Alpes-Maritimes : de 49 à 70 % en 10 mois
Le département des Alpes-Maritimes a démarré le mois d’octobre à 70 % de taux de pénétration des génériques. Il était à 49 % en décembre 2005. La mesure a été adoptée en février 2006. « Tous les jours au comptoir nous avons des patients mécontents, et il y a encore un quart des confrères qui sont peu ou prou récalcitrants, mais nous avons adopté une politique et ont si tient. C’est un travail de longue haleine », commente Jean-Marie Soyer, président du syndicat départemental (FSPF).
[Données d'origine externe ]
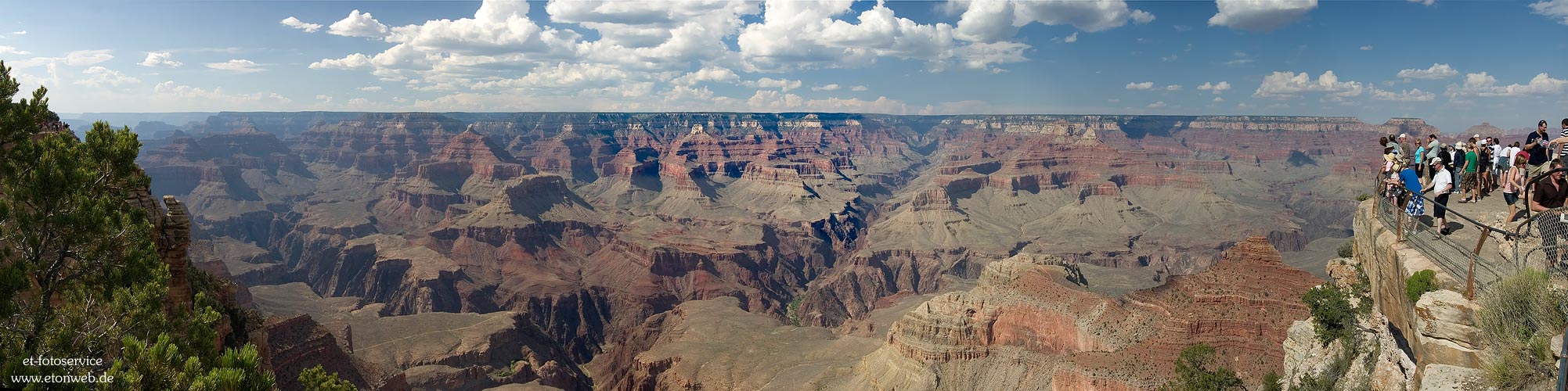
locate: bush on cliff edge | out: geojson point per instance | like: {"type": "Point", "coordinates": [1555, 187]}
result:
{"type": "Point", "coordinates": [1333, 317]}
{"type": "Point", "coordinates": [1518, 318]}
{"type": "Point", "coordinates": [1419, 284]}
{"type": "Point", "coordinates": [1197, 370]}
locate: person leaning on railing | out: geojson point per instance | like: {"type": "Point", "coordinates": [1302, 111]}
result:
{"type": "Point", "coordinates": [1512, 185]}
{"type": "Point", "coordinates": [1548, 201]}
{"type": "Point", "coordinates": [1440, 188]}
{"type": "Point", "coordinates": [1411, 196]}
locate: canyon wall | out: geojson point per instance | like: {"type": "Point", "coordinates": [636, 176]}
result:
{"type": "Point", "coordinates": [586, 224]}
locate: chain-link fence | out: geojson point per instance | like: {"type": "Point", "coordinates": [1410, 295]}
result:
{"type": "Point", "coordinates": [1518, 317]}
{"type": "Point", "coordinates": [1474, 260]}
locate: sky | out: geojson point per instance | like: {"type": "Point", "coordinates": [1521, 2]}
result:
{"type": "Point", "coordinates": [1452, 63]}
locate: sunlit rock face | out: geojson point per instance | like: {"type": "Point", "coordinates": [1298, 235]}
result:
{"type": "Point", "coordinates": [586, 224]}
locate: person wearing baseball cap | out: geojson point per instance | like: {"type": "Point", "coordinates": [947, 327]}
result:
{"type": "Point", "coordinates": [1535, 145]}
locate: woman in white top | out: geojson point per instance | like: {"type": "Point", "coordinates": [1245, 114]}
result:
{"type": "Point", "coordinates": [1512, 184]}
{"type": "Point", "coordinates": [1440, 188]}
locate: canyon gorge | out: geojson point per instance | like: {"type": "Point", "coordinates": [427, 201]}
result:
{"type": "Point", "coordinates": [731, 251]}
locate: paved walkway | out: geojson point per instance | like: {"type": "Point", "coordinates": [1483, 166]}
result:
{"type": "Point", "coordinates": [1454, 251]}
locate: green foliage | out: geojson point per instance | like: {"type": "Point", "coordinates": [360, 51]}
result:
{"type": "Point", "coordinates": [1518, 317]}
{"type": "Point", "coordinates": [794, 310]}
{"type": "Point", "coordinates": [1197, 370]}
{"type": "Point", "coordinates": [162, 367]}
{"type": "Point", "coordinates": [81, 276]}
{"type": "Point", "coordinates": [1332, 312]}
{"type": "Point", "coordinates": [317, 379]}
{"type": "Point", "coordinates": [1419, 284]}
{"type": "Point", "coordinates": [1272, 382]}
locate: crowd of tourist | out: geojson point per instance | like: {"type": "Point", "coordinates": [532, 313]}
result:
{"type": "Point", "coordinates": [1474, 170]}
L’engagement des pharmaciens a donc parfaitement fonctionné et cela malgré la présence d’une forte population âgée puisque le département compte plus de 27 % de résidents de plus 65 ans. « N’importe quel département peut réussir à condition de ne pas griller les étapes, remarque Jean-Jacques Greffeuille, directeur de la CPAM. La mise en place de cette mesure a été précédée d’une longue période de négociations [presque une année, NdlR] avec la profession. Aujourd’hui, il semble que la population a pris le pli du générique. Nous n’avons reçu qu’une dizaine de lettres d’assurés mécontents. » Si le département a dépassé ses objectifs initiaux, il n’est pas question de revenir en arrière. La mesure sera pérennisée.
A noter : Le Leem dépose un recours
Le syndicat de l’industrie pharmaceutique vient de déposer un recours gracieux auprès de l’Union nationale des caisses d’assurance maladie pour dénoncer les accords locaux de « tiers payant contre générique ». Christian Lajoux, président
du Leem, dénonce « des méthodes anticoncurrentielles et déloyales » et « un détournement du tiers payant au service d’une action comptable ».